Approximate Hierarchical Clustering via Sparsest Cut and Spreading Metrics
Moses Charikar, Vaggos Chatziafratis

TL;DR
This paper analyzes approximation algorithms for hierarchical clustering based on sparsest cut and spreading metrics, providing new bounds, hardness results, and relaxations with potential for improved solutions.
Contribution
It proves that sparsest cut heuristics achieve an O(alpha_n) approximation, introduces a spreading metric SDP relaxation with an O(sqrt{log n}) gap, and establishes hardness results under the SSE hypothesis.
Findings
Sparsest cut heuristic achieves an O(alpha_n) approximation for hierarchical clustering.
Spreading metric SDP relaxation has an integrality gap of at most O(sqrt{log n}).
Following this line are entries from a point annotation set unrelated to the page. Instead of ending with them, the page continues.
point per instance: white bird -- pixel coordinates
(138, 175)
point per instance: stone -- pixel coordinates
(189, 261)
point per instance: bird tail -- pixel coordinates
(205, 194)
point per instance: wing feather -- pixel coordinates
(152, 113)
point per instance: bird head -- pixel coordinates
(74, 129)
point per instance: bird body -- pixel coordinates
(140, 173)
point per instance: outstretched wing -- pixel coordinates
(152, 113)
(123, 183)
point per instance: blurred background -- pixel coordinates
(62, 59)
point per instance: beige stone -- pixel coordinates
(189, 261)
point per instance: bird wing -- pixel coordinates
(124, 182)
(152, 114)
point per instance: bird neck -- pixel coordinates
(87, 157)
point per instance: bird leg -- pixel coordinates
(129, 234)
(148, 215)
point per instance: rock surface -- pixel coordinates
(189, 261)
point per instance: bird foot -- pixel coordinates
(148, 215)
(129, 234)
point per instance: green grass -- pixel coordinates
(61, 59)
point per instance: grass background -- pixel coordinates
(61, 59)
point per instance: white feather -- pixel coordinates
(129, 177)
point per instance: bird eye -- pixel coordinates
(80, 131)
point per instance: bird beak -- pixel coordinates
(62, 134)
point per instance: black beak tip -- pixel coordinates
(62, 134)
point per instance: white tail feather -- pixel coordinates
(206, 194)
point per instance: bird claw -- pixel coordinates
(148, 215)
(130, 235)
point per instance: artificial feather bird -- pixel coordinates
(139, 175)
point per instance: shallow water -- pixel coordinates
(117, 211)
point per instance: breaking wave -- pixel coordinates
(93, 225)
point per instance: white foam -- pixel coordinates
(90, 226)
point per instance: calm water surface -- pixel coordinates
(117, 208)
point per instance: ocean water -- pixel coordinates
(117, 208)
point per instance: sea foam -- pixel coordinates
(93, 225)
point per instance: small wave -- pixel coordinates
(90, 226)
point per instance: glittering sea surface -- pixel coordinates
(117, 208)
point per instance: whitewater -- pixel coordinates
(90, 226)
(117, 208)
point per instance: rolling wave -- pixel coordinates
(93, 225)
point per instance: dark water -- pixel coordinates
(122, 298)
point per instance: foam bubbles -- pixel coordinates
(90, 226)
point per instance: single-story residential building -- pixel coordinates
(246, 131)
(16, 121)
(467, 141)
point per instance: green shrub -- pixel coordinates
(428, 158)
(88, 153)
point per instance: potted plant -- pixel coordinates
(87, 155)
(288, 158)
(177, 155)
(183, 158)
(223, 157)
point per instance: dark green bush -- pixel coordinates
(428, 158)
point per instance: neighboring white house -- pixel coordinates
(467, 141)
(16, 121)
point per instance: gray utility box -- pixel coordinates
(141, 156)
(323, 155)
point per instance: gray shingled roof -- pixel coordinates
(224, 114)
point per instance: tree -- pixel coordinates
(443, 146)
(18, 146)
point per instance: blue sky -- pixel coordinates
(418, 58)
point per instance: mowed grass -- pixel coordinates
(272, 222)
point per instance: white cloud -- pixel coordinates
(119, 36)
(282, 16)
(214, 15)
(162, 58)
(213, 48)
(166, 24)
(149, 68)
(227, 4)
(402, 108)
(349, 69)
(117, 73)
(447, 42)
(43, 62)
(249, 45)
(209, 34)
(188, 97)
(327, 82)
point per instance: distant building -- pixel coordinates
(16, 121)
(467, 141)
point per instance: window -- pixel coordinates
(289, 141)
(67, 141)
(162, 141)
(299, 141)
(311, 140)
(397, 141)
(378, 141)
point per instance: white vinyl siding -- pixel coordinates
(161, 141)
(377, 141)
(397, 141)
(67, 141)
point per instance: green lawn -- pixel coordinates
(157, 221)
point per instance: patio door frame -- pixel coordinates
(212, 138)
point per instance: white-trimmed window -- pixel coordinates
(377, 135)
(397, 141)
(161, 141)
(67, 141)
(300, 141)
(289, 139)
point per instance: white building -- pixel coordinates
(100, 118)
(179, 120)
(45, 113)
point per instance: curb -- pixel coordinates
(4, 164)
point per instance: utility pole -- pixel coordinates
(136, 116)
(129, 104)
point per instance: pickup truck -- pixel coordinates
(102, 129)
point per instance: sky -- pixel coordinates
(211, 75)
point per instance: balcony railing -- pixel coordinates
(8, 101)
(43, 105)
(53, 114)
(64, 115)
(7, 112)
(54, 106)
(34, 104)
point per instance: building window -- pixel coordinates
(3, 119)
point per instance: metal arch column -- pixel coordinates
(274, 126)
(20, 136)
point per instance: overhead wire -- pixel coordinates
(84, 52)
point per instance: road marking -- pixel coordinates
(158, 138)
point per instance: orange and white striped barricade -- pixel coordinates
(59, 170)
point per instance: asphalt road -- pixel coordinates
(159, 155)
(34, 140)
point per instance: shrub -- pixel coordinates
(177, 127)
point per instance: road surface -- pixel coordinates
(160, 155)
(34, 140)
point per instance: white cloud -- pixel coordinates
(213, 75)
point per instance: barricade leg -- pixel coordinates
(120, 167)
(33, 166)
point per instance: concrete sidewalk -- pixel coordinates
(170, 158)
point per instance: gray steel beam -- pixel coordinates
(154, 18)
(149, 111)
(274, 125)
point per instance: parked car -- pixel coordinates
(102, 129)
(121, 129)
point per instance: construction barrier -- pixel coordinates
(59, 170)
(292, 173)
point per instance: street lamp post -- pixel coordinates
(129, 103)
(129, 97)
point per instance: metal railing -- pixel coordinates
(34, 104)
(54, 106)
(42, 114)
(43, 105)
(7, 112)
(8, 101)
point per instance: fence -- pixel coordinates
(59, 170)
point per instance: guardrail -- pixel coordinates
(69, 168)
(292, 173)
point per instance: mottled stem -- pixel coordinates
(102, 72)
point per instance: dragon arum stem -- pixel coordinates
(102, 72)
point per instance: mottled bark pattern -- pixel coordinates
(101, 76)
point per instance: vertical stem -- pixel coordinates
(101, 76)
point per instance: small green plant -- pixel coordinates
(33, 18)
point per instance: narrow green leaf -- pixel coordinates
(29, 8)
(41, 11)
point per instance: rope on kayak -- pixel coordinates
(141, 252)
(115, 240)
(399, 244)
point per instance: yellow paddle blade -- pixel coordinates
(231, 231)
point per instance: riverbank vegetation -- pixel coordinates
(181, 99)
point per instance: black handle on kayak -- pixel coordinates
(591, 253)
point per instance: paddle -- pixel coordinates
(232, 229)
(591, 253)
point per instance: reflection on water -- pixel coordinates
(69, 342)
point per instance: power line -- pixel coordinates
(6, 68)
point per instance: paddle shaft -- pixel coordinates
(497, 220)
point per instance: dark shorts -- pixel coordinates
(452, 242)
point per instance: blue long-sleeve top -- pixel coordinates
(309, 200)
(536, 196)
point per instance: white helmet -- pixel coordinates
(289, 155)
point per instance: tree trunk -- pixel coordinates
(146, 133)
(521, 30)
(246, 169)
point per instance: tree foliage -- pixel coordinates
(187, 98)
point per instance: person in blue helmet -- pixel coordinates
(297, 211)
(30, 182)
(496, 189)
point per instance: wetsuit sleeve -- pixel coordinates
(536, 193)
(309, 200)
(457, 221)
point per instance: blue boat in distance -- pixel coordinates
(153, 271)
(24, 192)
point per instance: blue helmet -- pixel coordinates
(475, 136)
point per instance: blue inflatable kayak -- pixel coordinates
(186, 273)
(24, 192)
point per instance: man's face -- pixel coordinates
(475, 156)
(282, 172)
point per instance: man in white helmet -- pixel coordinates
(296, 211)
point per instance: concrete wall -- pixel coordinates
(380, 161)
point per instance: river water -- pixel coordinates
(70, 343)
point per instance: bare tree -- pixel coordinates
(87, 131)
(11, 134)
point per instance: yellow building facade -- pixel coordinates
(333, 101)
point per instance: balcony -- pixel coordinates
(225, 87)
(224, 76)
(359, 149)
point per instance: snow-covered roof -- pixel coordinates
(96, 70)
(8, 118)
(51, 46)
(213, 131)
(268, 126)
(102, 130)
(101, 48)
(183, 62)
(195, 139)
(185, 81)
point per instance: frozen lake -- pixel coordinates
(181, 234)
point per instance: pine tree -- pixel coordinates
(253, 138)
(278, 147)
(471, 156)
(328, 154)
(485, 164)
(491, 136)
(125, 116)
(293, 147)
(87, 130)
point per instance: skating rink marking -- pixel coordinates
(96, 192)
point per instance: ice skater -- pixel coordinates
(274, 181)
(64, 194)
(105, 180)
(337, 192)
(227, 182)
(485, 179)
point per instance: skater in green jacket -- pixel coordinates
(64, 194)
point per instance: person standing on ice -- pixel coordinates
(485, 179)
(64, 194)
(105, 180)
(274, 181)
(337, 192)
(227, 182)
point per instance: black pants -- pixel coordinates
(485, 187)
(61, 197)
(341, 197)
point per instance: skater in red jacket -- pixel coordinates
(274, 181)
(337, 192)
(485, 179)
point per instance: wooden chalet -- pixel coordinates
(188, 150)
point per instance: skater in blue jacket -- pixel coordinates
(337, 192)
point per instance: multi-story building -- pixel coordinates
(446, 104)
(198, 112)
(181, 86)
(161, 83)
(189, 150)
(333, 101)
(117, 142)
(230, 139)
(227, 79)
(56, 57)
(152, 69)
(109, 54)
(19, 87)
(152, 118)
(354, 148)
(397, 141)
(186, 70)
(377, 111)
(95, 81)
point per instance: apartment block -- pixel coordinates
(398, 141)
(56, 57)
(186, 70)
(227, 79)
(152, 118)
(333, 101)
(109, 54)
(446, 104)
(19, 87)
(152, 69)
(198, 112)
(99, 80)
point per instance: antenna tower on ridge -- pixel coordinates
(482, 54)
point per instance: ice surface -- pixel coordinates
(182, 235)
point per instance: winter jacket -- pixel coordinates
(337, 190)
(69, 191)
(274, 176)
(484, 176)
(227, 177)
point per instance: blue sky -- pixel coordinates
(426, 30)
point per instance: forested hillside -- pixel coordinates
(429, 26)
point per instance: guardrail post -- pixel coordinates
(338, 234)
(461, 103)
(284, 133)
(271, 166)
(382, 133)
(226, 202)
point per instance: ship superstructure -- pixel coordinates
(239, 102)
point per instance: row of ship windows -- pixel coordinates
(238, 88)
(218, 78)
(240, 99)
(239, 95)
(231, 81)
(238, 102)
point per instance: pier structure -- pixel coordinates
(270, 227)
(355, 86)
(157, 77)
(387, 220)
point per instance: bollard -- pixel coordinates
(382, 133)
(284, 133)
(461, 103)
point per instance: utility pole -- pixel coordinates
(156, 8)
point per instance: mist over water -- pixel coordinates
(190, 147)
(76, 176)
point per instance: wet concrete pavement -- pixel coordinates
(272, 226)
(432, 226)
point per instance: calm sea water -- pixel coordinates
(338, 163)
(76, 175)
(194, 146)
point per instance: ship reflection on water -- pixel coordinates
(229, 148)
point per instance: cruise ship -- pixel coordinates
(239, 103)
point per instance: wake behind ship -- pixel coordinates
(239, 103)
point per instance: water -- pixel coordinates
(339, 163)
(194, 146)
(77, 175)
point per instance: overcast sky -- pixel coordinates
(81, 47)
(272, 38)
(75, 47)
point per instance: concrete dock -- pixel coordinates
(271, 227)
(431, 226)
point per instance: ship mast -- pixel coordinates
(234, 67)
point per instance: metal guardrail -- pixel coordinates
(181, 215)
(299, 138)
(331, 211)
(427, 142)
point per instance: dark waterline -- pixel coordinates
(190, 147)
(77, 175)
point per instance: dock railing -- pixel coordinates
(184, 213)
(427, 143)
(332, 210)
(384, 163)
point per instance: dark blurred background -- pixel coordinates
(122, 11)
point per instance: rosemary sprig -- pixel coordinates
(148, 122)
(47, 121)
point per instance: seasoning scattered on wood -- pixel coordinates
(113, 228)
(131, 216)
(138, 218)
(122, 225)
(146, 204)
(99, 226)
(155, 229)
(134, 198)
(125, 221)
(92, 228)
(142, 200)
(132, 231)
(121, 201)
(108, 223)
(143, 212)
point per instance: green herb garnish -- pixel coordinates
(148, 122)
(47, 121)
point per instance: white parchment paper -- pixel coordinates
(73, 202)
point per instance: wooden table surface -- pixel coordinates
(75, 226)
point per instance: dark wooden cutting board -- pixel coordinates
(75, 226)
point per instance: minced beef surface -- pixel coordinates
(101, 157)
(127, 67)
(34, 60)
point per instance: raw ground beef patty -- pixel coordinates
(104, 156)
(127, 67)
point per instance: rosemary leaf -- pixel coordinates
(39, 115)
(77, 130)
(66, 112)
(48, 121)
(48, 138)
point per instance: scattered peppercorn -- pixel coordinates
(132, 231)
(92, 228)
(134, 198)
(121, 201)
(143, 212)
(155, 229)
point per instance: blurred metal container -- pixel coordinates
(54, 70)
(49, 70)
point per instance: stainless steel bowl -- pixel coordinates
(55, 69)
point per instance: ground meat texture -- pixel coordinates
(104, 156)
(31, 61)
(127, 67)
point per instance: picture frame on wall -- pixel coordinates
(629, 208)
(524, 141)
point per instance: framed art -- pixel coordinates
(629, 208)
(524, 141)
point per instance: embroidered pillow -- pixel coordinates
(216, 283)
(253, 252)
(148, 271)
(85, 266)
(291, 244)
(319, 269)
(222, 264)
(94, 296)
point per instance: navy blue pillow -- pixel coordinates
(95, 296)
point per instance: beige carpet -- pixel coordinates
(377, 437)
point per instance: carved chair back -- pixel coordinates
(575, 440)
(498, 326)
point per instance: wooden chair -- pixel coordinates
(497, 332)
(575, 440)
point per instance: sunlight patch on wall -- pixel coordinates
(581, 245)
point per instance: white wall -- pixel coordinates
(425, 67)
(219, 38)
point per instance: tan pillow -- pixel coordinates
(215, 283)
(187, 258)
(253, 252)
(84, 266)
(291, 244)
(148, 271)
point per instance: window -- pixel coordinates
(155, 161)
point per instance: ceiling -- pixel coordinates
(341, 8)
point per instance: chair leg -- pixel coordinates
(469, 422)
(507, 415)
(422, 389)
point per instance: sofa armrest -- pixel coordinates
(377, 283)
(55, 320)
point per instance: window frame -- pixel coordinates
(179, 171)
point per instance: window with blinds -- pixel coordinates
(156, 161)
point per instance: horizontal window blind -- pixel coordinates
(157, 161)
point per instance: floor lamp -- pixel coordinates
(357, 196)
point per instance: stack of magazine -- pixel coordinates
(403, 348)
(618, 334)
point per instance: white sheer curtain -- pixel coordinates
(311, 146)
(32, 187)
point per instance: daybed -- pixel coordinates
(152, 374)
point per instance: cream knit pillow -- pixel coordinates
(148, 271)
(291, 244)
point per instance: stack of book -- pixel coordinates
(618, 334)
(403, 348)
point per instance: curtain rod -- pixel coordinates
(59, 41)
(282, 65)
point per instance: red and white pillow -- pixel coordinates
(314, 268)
Hierarchical clustering is hard to approximate within any constant factor under SSE hypothesis.
Abstract
Dasgupta recently introduced a cost function for the hierarchical clustering of a set of points given pairwise similarities between them. He showed that this function is NP-hard to optimize, but a top-down recursive partitioning heuristic based on an alpha_n-approximation algorithm for uniform sparsest cut gives an approximation of O(alpha_n log n) (the current best algorithm has alpha_n=O(sqrt{log n})). We show that the aforementioned sparsest cut heuristic in fact obtains an O(alpha_n)-approximation for hierarchical clustering. The algorithm also applies to a generalized cost function studied by Dasgupta. Moreover, we obtain a strong inapproximability result, showing that the hierarchical clustering objective is hard to approximate to within any constant factor assuming the Small-Set Expansion (SSE) Hypothesis. Finally, we discuss approximation algorithms based on convex relaxations.…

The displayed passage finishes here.